Because we think of cooperative and antagonistic interactions as two sides of the same coin, we inspect overlaps between the discussed clusters.
We find that cooperative cluster-1, antagonistic clusters-1 and -3 show a higher-than-random voter overlap, together forming a group we call the political adversaries. Voters in this group show interest in tags related with politics and current affairs such as health care and geopolitics. They tend to be quite antagonistic with highest *overrepresentation in the anti-government tag *#bekazpisu, and the tag #neuropa ** focused on the contested activist group.
Similarly, there is a large overlap between voters in cooperative cluster-2 and antagonistic cluster-2 which form the second group of voters named the average wykop enjoyer. These gather average voters centered less on politics and more on interests.
Voting time
The last dimension we touch upon is the timing of votes. This information is of importance if there are groups organizing themselves to upvote or downvote a finding.
For short intervals dt < 1000 s, but upvote and downvote intervals admit a heavy-tailed distribution although with different exponents where the regular findings have fatter tails than the promoted ones, suggesting that most of the promoted findings have a more localized voting activity. For larger intervals dt > 1000 s, we do not find any significant patterns.
Conclusions
In this part, I inspect the fine details of user voting.

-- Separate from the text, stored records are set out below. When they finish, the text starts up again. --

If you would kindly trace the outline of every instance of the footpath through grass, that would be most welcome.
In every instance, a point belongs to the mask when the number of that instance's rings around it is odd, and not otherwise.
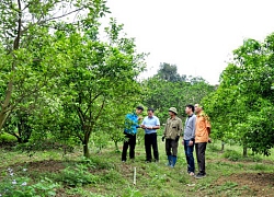
[[[122,143],[121,143],[122,148]],[[136,160],[121,162],[110,143],[91,159],[81,149],[36,152],[33,157],[13,149],[0,149],[0,194],[2,196],[274,196],[274,151],[272,157],[241,157],[241,149],[208,144],[207,176],[190,177],[183,147],[174,169],[165,166],[164,143],[159,142],[160,162],[145,163],[145,148],[137,144]],[[133,184],[136,167],[136,185]],[[14,192],[15,190],[15,192]],[[22,192],[23,190],[23,192]],[[23,195],[24,194],[24,195]]]

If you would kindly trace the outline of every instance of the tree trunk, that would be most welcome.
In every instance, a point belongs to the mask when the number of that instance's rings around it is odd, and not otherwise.
[[[243,155],[244,158],[248,157],[248,148],[247,148],[246,146],[243,146],[242,155]]]
[[[90,158],[90,150],[89,150],[89,142],[88,141],[83,142],[83,155],[85,158]]]

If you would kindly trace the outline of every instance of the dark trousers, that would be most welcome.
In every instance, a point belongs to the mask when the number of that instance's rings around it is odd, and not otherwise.
[[[135,158],[135,146],[136,146],[136,135],[129,135],[125,134],[125,141],[123,146],[123,152],[122,152],[122,161],[126,161],[126,154],[127,154],[127,149],[129,147],[129,158],[134,159]]]
[[[171,153],[172,150],[172,153]],[[173,139],[165,139],[165,152],[167,155],[174,155],[176,157],[178,153],[178,141]]]
[[[195,164],[194,164],[194,158],[193,158],[193,149],[194,149],[194,143],[193,146],[189,146],[190,140],[184,140],[184,152],[185,152],[185,158],[187,162],[187,172],[195,172]]]
[[[206,174],[205,172],[205,151],[207,142],[195,143],[196,158],[198,163],[198,173]]]
[[[151,162],[151,147],[153,149],[155,160],[159,160],[158,144],[157,144],[157,134],[146,134],[145,135],[145,149],[146,149],[146,161]]]

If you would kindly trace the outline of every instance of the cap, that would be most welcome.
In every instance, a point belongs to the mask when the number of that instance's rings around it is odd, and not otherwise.
[[[176,108],[175,107],[170,107],[169,112],[173,112],[174,114],[178,114]]]

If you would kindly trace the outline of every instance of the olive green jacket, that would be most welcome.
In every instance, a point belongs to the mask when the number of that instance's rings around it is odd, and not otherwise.
[[[163,137],[165,139],[176,139],[176,137],[181,136],[183,130],[183,124],[182,124],[182,119],[180,119],[179,117],[174,117],[173,119],[168,118],[167,119],[167,125],[164,127],[164,132],[163,132]]]

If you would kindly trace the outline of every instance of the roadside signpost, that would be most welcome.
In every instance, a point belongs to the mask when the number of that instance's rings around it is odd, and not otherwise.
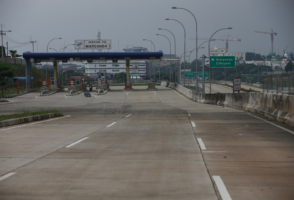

Main conclusions in this part are:
- time-resolved activity of single users reveals suspect bot-like voting activity
- clustering analysis of voter-voter interactions reveals two cooperative and three antagonistic clusters of voters whose sizes are partially explained by the null models,
- these clusters form two groups of voters: a) the political adversaries centered around tags #bekazpisu, #wydarzenia, #neuropa, #heheszki, and #bekazlewactwa with a large antagonistic component, and b) the average wykop enjoyers comprising of moderate voters with activity focusing on interest-based and less politically charged tags like #zainteresowania or #ciekawostki.
- a heavy-tail distribution of intervals between times of both downvotes and upvotes.